Professeur associé à l’Institut d’études européennes de l’Université Paris 8, Jacques Nikonoff évoque les dangers que le TAFTA représente pour l’économie européenne.

1agld1r.gifJacques Nikonoff : «Le TAFTA, c’est un OTAN économique qui se met en place»

C’est lors de la réunion du G8 qui s’est tenue à Lough Erne, en Irlande du Nord, les 17 et 18 juin 2013, que les négociations ont été lancées officiellement pour aboutir à un Partenariat transatlantique de commerce et d’investissement (PTCI), Transatlantic Trade & Investment Partnership (TTIP) en anglais, ou encore Trans-Atlantic Free Trade Agreement (TAFTA). Quelques jours avant, à Luxembourg, dans une opacité totale, les ministres du Commerce des Vingt-Sept avaient adopté le mandat à confier à la Commission européenne pour conduire les négociations au nom de l’Union européenne. Il n’y aurait rien à redire si ces négociations entre les États-Unis d’Amérique et l’Union européenne avaient pour objectif de rapprocher les peuples des deux côtés de l’océan. Un tel partenariat, s’il avait pour ambition de construire la paix, d’améliorer la prospérité générale, de s’attaquer radicalement aux désastres environnementaux, d’établir des normes de haut niveau en matière de protection sociale, d’éradiquer définitivement le chômage et la précarité, et donc la pauvreté, susciterait un enthousiasme universel. Il serait un exemple pour le reste du monde.

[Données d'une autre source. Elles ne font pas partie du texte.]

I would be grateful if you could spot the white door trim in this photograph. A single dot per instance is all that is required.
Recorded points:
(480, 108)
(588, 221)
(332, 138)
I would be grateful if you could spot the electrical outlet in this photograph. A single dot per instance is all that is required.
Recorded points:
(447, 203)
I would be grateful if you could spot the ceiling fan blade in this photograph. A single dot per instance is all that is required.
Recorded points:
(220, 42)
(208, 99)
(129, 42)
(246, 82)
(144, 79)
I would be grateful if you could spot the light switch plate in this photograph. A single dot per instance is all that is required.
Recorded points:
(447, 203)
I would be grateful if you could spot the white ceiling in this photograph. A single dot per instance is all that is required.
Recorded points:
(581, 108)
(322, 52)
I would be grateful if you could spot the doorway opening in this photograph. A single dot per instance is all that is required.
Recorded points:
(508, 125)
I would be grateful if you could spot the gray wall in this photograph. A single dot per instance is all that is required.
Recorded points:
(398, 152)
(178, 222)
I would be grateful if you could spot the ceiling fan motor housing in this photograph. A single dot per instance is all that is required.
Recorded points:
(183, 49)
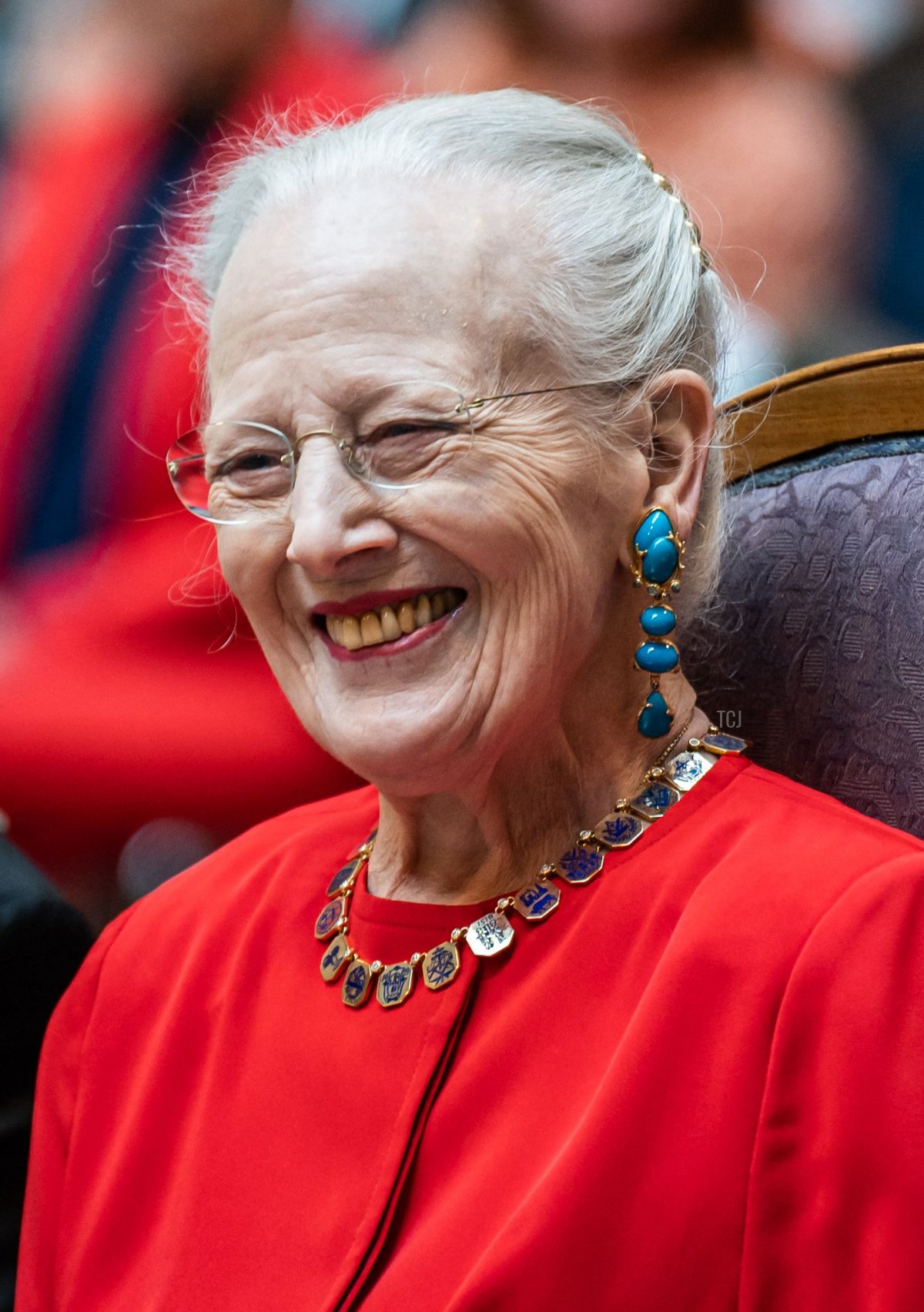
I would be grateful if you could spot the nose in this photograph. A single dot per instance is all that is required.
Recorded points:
(336, 520)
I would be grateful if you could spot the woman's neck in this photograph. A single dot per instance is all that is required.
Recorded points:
(493, 835)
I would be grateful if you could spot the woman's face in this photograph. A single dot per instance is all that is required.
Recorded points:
(521, 538)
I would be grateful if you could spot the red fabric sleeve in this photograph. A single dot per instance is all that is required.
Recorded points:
(57, 1094)
(836, 1193)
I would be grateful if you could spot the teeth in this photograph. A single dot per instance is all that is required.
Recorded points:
(406, 617)
(390, 628)
(370, 629)
(350, 634)
(387, 624)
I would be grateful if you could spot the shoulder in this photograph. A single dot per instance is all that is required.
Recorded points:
(798, 811)
(772, 862)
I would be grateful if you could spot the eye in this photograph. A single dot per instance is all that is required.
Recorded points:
(249, 462)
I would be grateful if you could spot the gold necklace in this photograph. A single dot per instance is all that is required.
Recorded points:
(494, 932)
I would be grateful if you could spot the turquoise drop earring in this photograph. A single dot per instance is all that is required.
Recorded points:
(658, 562)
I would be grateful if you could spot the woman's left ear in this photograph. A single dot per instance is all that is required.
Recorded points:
(683, 420)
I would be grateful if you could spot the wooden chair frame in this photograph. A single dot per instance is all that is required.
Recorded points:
(856, 398)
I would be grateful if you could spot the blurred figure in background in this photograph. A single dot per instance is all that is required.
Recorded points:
(767, 154)
(42, 942)
(889, 96)
(117, 709)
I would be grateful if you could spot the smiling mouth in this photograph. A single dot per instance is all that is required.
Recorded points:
(382, 624)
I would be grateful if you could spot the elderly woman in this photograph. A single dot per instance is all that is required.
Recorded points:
(575, 1006)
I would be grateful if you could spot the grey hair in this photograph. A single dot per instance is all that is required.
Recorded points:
(620, 292)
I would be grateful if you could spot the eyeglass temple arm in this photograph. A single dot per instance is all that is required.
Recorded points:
(537, 391)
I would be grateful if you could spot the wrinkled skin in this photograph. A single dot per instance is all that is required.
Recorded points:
(514, 726)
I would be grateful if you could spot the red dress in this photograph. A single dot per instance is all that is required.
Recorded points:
(698, 1086)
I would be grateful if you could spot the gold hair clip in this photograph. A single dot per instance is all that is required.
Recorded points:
(696, 238)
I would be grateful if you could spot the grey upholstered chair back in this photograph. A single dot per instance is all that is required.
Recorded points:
(815, 648)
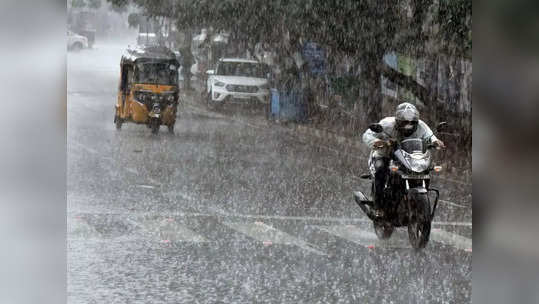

Hélas, non seulement il ne s’agit pas du tout de cela, mais de l’inverse. La décision prise en Irlande les 17 et 18 juin 2013 est monstrueuse à tous égards. Il s’agit ni plus ni moins de mettre en place un empire euro-atlantique pour restaurer le leadership mondial des États-Unis, de privatiser le droit et la justice en les remettant dans les mains des firmes multinationales, anéantissant ainsi la démocratie, de parachever le libre-dumping qui met en concurrence les travailleurs des différents pays et n’est profitable qu’aux très grandes entreprises. Les grands médias occidentaux évoquent un accord de «libre-échange». Bien sûr, la composante libre-échangiste est présente (parlons plutôt de «libre-dumping» pour ne pas salir les jolis mots de «libre» et d’ «échange»), mais elle est loin d’être l’essentiel. Derrière la perspective impérialiste des États-Unis il y a, pour la consolider, la volonté de s’attaquer principalement aux «barrières non-tarifaires» que sont les normes sociales, environnementales, alimentaires, techniques, etc. Car en matière de droits de douane, il n’y a plus grand-chose à gratter.